Lymphatic pump technique mobilizes lymph that inhibits the inflammatory response of macrophages in vitro

Purpose: The lymphatic system maintains tissue fluid homeostasis by returning excess fluid, known as lymph, into circulation. Osteopathic physicians recognize the importance of the lymphatic system and have designed a set of lymphatic pump techniques (LPT) that enhance the flow of lymph. LPT has been used clinically to treatment respiratory tract disease, infection, and edema. LPT has also been reported to enhance mesenteric and thoracic lymphatic flow, the concentration of leukocytes, and the flux of inflammatory mediators in lymph of dogs. We propose LPT may act as an adjunctive therapy by mobilizing lymph-borne factors into circulation that protect tissues during inflammation. In this study, we propose that lymph mobilized by LPT suppresses macrophage activation in vitro. Methods: To test this hypothesis, under anesthesia, the thoracic ducts of six mongrel dogs were cannulated and thoracic duct lymph (TDL) was collected before (baseline), during, and after (recovery) LPT. TDL supernatant was collected by centrifugation and frozen. Total protein was measured in TDL using the Bradford method. Murine RAW 264.7 macrophages were cultured with baseline, LPT, or recovery TDL at 5% total volume per well with or without lipopolysaccharide (LPS) for 24 hours at 37°C and 5% CO2. After culture, cell-free supernatants were assayed for nitrite (NO2-), tumor necrosis factor-alpha (TNF-alpha), and interleukin-10 (IL-10). Macrophage viability was measured using flow cytometry and markers, annexin V and propidium iodide.
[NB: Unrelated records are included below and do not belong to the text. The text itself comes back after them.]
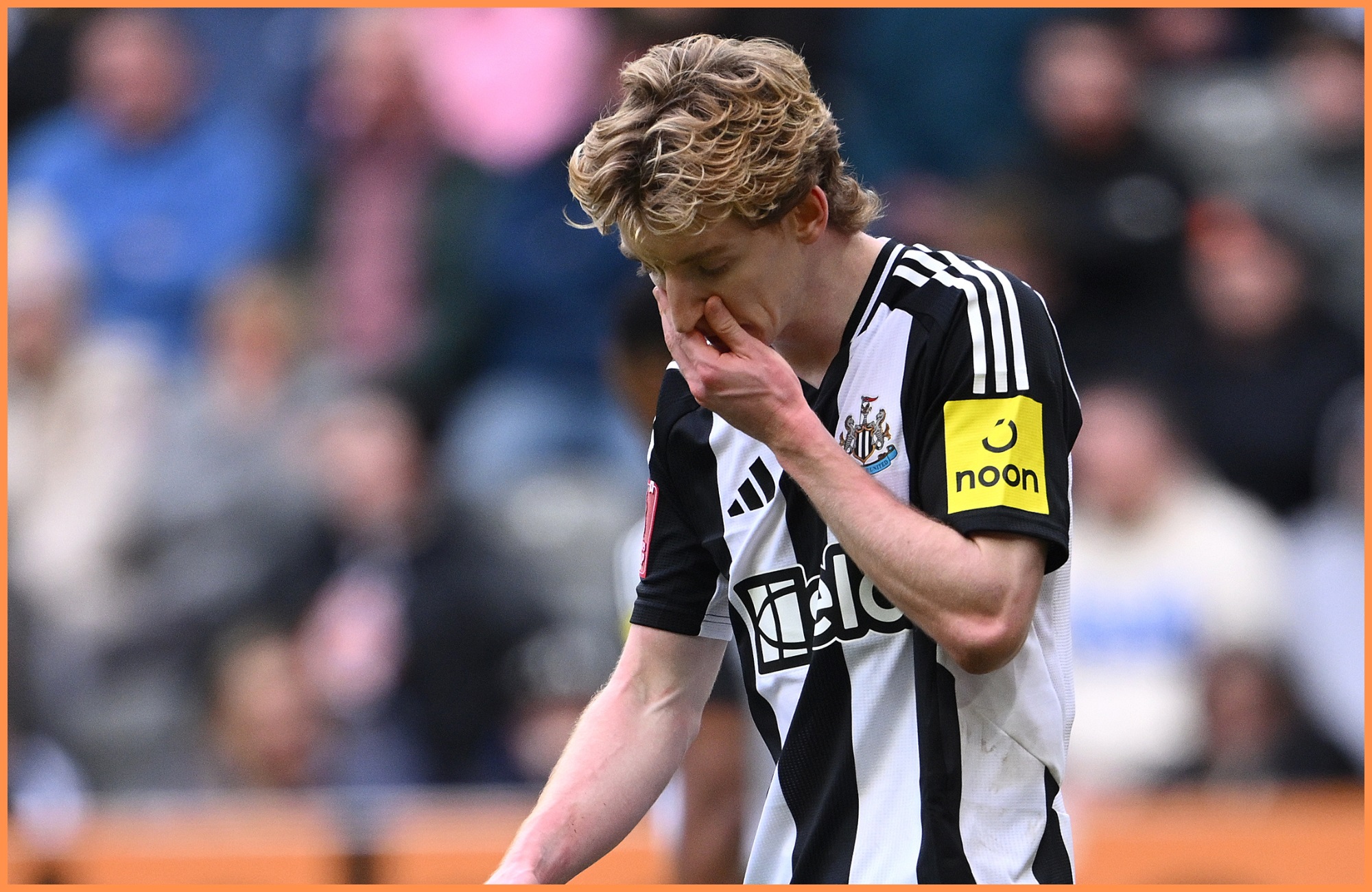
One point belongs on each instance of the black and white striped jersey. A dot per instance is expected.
(892, 764)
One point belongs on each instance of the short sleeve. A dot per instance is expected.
(998, 416)
(681, 587)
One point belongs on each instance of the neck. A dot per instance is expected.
(838, 272)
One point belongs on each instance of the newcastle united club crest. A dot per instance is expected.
(868, 441)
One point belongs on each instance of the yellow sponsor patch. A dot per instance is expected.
(995, 455)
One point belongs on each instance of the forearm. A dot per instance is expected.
(947, 584)
(625, 749)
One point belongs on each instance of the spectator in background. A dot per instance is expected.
(930, 91)
(1319, 190)
(1256, 731)
(539, 403)
(231, 486)
(80, 412)
(1112, 204)
(1284, 132)
(267, 727)
(1259, 374)
(1325, 584)
(164, 196)
(378, 160)
(1170, 566)
(404, 617)
(82, 408)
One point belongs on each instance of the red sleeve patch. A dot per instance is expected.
(650, 513)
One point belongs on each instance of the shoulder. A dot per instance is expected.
(54, 143)
(681, 422)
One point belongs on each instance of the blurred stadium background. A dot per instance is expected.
(324, 427)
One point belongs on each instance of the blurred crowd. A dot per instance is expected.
(322, 418)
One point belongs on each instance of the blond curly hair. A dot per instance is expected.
(711, 128)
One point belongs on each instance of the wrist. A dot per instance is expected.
(796, 433)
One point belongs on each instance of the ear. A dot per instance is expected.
(812, 216)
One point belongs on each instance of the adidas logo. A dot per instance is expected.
(748, 495)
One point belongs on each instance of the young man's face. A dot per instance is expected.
(755, 272)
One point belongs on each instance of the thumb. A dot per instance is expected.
(724, 325)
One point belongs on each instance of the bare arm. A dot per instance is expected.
(714, 772)
(625, 749)
(975, 596)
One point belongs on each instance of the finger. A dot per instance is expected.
(724, 323)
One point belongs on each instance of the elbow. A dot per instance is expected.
(986, 644)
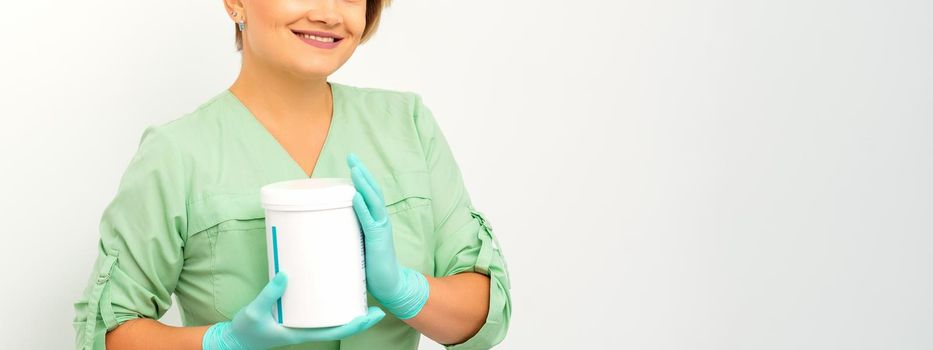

Results: LPT transiently increased TDL flow and protein flux (10-fold). Baseline, LPT, or recovery TDL did not increase the production of NO2-, TNF-alpha, IL-10 or alter macrophage viability. When macrophages were activated with LPS, the addition of baseline, LPT, or recovery TDL decreased the production of NO2- (2-fold), TNF-alpha (5-fold) and IL-10 (3-fold) compared to LPS. There were no significant (p [greater than] 0.05) differences in the production of NO2-, TNF-alpha, and IL-10 by macrophages cultured with baseline, LPT, or recovery TDL and LPS. Conclusions: Our data suggests that lymph contains biological factor(s) that suppress macrophage activation without altering cell viability. The redistribution of protective lymph during LPT may provide scientific rationale for the clinical use of LPT to treat inflammation and edema. Future studies will focus on the mechanism(s) responsible for these novel findings.